SNPs and MMP2, 3 and 8 enzymatic activities

The enzymatic activities of different SNPs in MMP2, 3, and 8 were examined. The gelatinase activities of MMP2 were measured via classical zymography, and were visibly increased in patients with the MMP2 rs2285053 CC genotype (Figure 4A). The intensity of MMP2 bands was quantified by densitometry and found to be 888.60±64.00 (mean± standard error of mean (SEM)) in the CC genotype and 392.00±44.00 in the CT genotype (p<0.0001, Figure 4B). Among the MMP3 rs679620 AA, AG, and GG genotypes, the highest activities were observed in the AA genotype (AA: 131.10±8.91 vs. GG: 107.74±3.11; p=0.015). The activities of MMP3 were comparable between the AA and AG genotypes (Figure 4C). In patients with the MMP8 rs1940475 CC, CT, or TT genotype, high enzymatic activities were observed in CC (147.54±2.99) and CT (150.41±3.14) compared to TT (133.78±3.04, CC vs. TT, p=0.011) (Figure 4D, Supplementary Table 3).

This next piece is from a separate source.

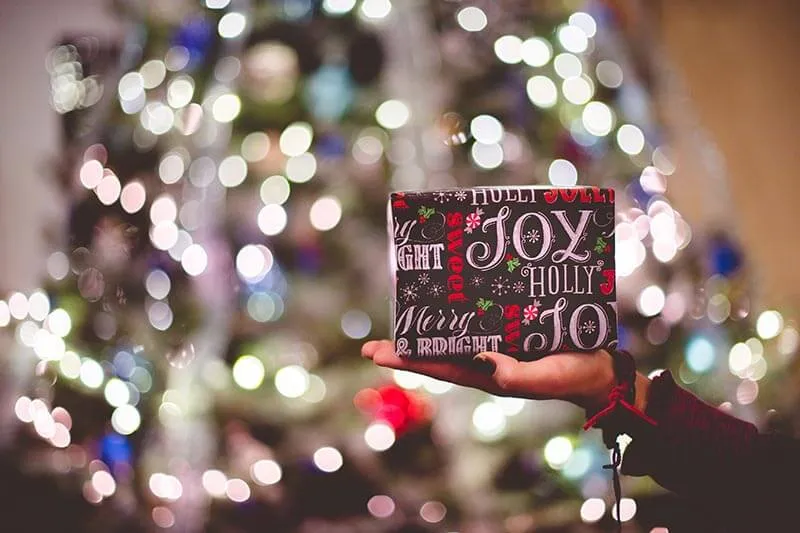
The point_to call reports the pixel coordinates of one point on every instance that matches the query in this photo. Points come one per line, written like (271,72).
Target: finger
(459,374)
(540,379)
(371,347)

MMP2, 3 and 8 enzyme activities in normal and GA cancer tissues and MMP8 mRNA expression

MMP2 gelatinase activities in GA cancer tissues were visibly higher than those in normal tissues (Supplementary Figure 1A). The enzyme activities of MMP2 and 3 in GA cancer tissues were higher than those in normal tissues, and MMP8 enzyme activity was lower than those in normal tissues (MMP2, p=0.028; MMP3, p=0.012; MMP8, p=0.0029. Supplementary Figure 1B–1D). There was no statistically significant difference in the mRNA expression of different MMP8 rs1940475 genotypes (p=0.915, Supplementary Table 4). The expression of MMP8 mRNA in GA cancer tissues was significantly lower than those in normal tissues (p=0.0048, Supplementary Figure 2).

Association of SNPs with disease free survival (DFS)

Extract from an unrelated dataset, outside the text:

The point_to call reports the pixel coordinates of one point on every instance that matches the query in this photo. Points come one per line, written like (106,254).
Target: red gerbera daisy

Similar to RFS, patients with the MMP2 rs2285053 CC genotype, MMP3 rs679620 AA genotype or MMP8 rs1940475 TT genotype also demonstrated poorer DFS (Supplementary Tables 5 and 6).

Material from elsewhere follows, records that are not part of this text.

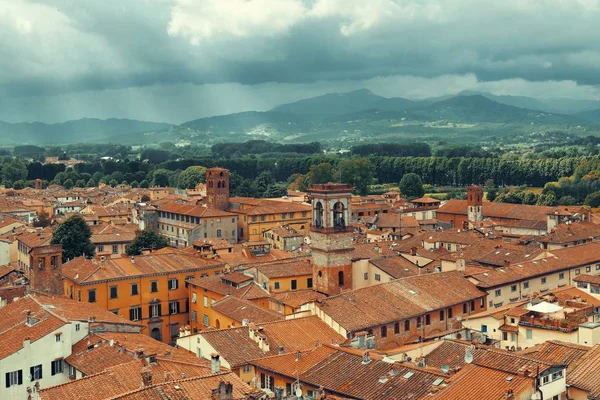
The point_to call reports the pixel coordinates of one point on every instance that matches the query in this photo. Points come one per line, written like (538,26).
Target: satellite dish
(468,358)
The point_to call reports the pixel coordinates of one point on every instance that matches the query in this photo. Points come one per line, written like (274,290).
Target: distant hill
(77,131)
(478,108)
(592,116)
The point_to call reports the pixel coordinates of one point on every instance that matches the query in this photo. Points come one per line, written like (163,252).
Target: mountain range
(314,115)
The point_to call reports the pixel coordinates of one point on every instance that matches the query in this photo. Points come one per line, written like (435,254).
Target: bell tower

Association of variables with RFS or OS with univariate and multivariate Cox Proportional analysis

Association of variables with RFS or OS was investigated by using univariate and multivariate Cox Proportional analysis, and the results were shown in Supplementary Tables 7 and 8.

DISCUSSION

MMPs play vital roles in tumor pathology, especially in invasion and metastasis, due to their proteolysis of ECMs and effects on growth factors and angiogenesis [6, 16–18]. Abnormal MMP expression is frequently observed in cancers including GA [19]. In this study, we found an association between SNPs in MMP2, 3, and 8 with recurrence and death of GA patients. The MMP2 rs2285053 CC, MMP8 rs1940475 TT, and MMP3 rs679620 AA genotypes were found to be correlated with increased GA recurrence and patient death. A computer-based survival tree analysis of these 254 GA patients indirectly validated the correlation of MMP2, MMP8, and MMP3 with different clinical outcomes. Importantly, there was a significant cumulative effect of unfavorable MMP2 and MMP8 SNPs combination with clinical outcomes of GA.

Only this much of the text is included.